A hypofractionated high-dose intensity-modulated radiotherapy (IMRT) schedule consisting of 60 Gy over 20 fractions showed improved efficacy compared with 57 Gy over 19 fractions and was non-inferior to 74 Gy over 37 fractions with a similar low level of acute and delayed normal tissue damage, a study presented at the 2016 Genitourinary Cancers Symposium has shown.1

For the phase 3 CHHiP trial, researchers sought to explore the dose response relationship for two 3 Gy hypofractionated IMRT schedules for the treatment of T1b-3a N0 localized prostate cancer.
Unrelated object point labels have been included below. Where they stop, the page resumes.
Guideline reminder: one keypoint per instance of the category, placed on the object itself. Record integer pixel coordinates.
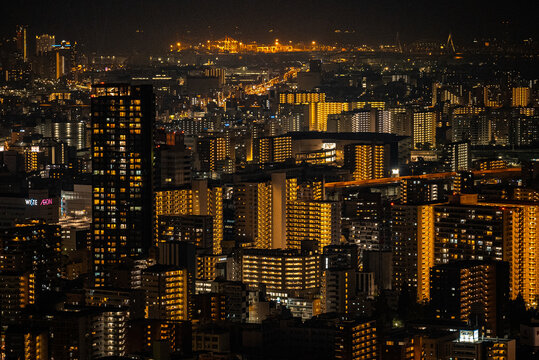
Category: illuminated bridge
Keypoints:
(391, 180)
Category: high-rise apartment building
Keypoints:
(460, 156)
(281, 271)
(253, 213)
(356, 340)
(521, 96)
(272, 149)
(464, 229)
(313, 220)
(475, 291)
(317, 113)
(167, 292)
(197, 199)
(296, 98)
(424, 130)
(367, 161)
(212, 152)
(122, 119)
(44, 43)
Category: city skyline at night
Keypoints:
(226, 180)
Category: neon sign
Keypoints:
(35, 202)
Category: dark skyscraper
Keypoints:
(122, 123)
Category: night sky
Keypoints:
(111, 25)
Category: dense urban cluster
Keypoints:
(243, 201)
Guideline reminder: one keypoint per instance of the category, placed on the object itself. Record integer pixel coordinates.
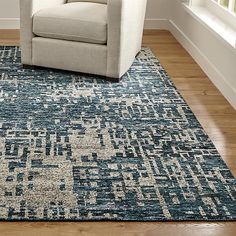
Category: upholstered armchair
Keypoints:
(91, 36)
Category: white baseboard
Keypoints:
(156, 24)
(9, 23)
(212, 72)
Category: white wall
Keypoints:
(9, 13)
(214, 56)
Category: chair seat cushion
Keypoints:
(80, 21)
Researchers enrolled 3216 men with localized disease and randomly assigned them 1:1:1 to receive hypofractionated schedules of 60 Gy in 20 fractions or 57 Gy in 19 fractions, or conventional RT consisting of 74 Gy in 37 fractions. Of those, 15% had low-risk disease, 73% had intermediate-risk, and 12% had high-risk disease.

Results showed that at a median follow-up of 5.2 years, the 5-year progression-free survival rate was 88.3% (95% CI, 86.0 – 90.2) with 74 Gy, 90.6% (95% CI, 88.5 – 92.3) with 60 Gy, and 85.9% (95% CI, 83.4 – 88.0) with 57 Gy. Hazard ratios were 0.83 (90% CI, 0.68 – 1.03) for 60 Gy compared with 70 Gy, and 1.20 (90% CI, 0.99 – 1.45) for 57 Gy compared with 74 Gy.

Researchers observed significantly more progression events with the 57 Gy schedule compared with the 60 Gy schedule (HR, 1.44; 90% CI, 1.18 – 1.75; P = .003).

In regard to safety, there was no significant difference in gastrointestinal or genitourinary toxicity between the hypofractionated RT schedules. At 2 years, there was no statistically significant difference between the rates of genitourinary (P = .34) or gastrointestinal (P = .10) toxicities between the 3 arms.

Reference

  1. Dearnaley DP, Syndikus I, Mossop H, et al. Comparison of hypofractionated high-dose intensity-modulated radiotherapy schedules for prostate cancer: results from the phase III randomized CHHiP trial (CRUK/06/016). J Clin Oncol. 2016; 34 (suppl 2S; abstr 2).